Their message was charming if a little bland, but I was okay with the strong and silent type. That’s how I had described Nick to my mom when we’d first met. She had given me an indulgent smile and shot a glance at my dad. I hadn’t understood the look at the time, knowing my dad to be anything but silent, but I had been pretty young. I hadn’t realized how much people could change over time.
“Stop thinking about it,” I growled aloud, but I knew myself too well to believe I could be distracted once I’d started thinking about Nick.
I managed to hold back the nauseating feeling of betrayal long enough to reply to Charlie. It wasn’t a great message, but I was tired and my heart wasn’t in it yet. Smashing my thumb into the send button, I pressed the heels of my hands into my eyes and slumped back onto my bed.

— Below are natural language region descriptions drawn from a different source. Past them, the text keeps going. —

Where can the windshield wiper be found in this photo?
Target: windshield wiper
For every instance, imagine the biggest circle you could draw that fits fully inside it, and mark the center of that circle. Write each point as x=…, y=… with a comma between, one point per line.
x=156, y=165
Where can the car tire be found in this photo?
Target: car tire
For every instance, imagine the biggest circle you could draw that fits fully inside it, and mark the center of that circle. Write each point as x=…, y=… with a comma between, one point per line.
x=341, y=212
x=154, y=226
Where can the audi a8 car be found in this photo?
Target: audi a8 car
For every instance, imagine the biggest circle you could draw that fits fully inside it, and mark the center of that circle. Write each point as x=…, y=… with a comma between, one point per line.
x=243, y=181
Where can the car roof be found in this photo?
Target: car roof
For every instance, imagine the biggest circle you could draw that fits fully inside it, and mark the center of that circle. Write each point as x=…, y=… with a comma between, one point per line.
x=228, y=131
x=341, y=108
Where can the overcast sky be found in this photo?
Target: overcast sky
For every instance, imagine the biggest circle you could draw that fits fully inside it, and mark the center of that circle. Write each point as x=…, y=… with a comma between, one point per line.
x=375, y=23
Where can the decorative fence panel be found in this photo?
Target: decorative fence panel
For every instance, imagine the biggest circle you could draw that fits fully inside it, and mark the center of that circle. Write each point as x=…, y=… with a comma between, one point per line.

“Why do you ruin everything?”
I’d meant it as an admonition to my overactive brain, but it might as well have been directed at Nick himself. My mind knew I was lucky to be rid of him, but every now and then my traitorous heart reminded me how much I’d lost in our divorce.
Nick had been my best friend and the partner to my life’s biggest adventures. He’d made his interest known the moment we met, but then he’d done something completely unexpected for a teenage boy.
He’d stopped flirting with me.
Other guys had given me a single compliment and then tried to shove their tongues down my throat. Nick had spent the whole semester earning my friendship. He hadn’t made a move. He’d just…listened. He asked me about my hobbies and joined my friend group. I thought he didn’t like me and I moped for a little while, but he became a good friend. A year later, when he finally asked me out, I asked him why he’d waited.